The first doses are set to be administered on Tuesday, with the National Health Service (NHS) giving top priority to vaccinating the over-80s, frontline healthcare workers and care home staff and residents.
Britain gave emergency use approval for the vaccine developed by Pfizer and BioNTech last week to begin the most crucial mass inoculation programme in history.
Britain has ordered 40 million doses and as each person requires two doses, this is enough to vaccinate 20 million people in the country of 67 million. About 800,000 doses are expected to be available within the first week.
Initial doses that have arrived from Belgium are being stored in secure locations across the country, where they will be quality checked, the health ministry said.

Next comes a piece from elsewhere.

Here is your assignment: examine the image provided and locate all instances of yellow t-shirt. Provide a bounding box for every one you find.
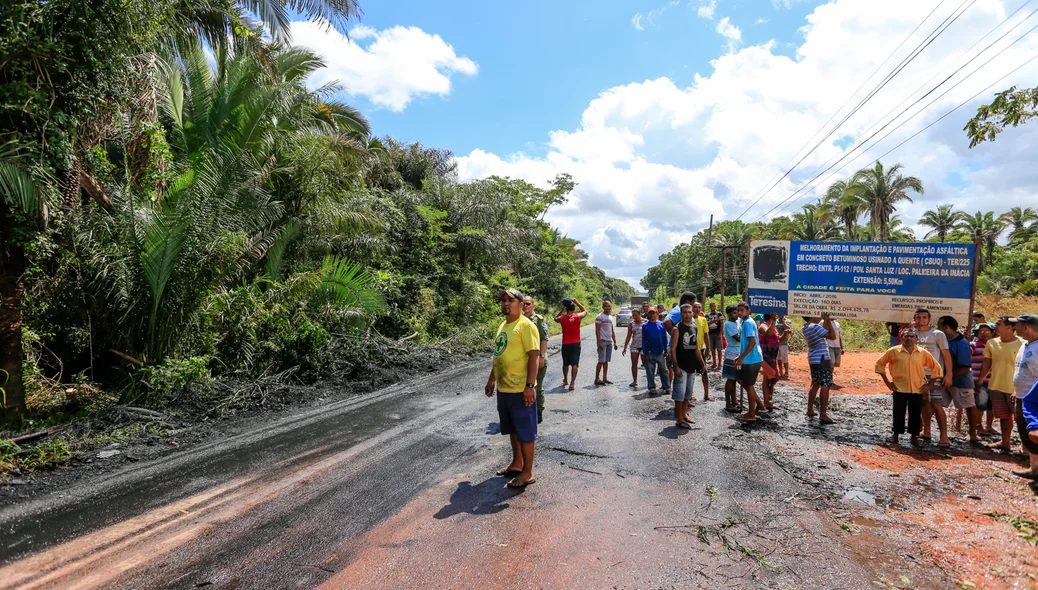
[494,316,541,394]
[695,316,710,349]
[984,338,1023,394]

The rollout coincides with a crucial and perilous moment in negotiations between Britain and the European Union on a post-Brexit trade agreement. The transition period will end on December 31 and a no-deal scenario would lead to major disruptions in the movement of goods between Britain and EU countries such as Belgium.
A British newspaper reported under UK government contingency plans, tens of millions of vaccine doses could be flown to Britain by military aircraft to avoid delays at ports caused by Brexit.

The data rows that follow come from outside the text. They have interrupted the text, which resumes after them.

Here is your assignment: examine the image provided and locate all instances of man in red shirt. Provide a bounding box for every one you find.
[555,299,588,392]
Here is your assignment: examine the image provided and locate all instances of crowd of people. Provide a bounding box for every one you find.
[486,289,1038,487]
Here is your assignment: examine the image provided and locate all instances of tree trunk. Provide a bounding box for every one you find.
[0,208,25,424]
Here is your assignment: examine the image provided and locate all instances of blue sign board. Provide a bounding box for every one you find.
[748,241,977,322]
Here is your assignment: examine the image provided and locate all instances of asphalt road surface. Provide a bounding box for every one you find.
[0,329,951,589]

The Pfizer/BioNTech vaccine has onerous storage requirements. It needs to be kept at -70C (-94F) and only lasts five days in a regular fridge. For that reason, the health ministry said the vaccine would first be administered in 50 hospitals. It said it would take a few hours to defrost each vaccine and prepare it for use.
NHS England has written to general practitioners, telling them to get ready to start giving vaccinations through local doctors’ services from December 14. Rather than run clinics in individual surgeries, groups of local doctors will operate more than 1,000 vaccination centres across the country, the government said.
Boxes of the vaccine contain five packs of 975 doses but special regulatory approval is needed to split them up. Britain is among the first nations to roll out vaccinations outside the context of a clinic trial.
With high levels of vaccine scepticism worrying public health experts, a British tabloid reported that Queen Elizabeth, 94, and her husband Prince Philip, aged 99, would “let it be known” when they had received the jab.
The queen is highly admired in British society, and her public backing for the vaccine would be a powerful message to counter anti-vaccination misinformation circulating online.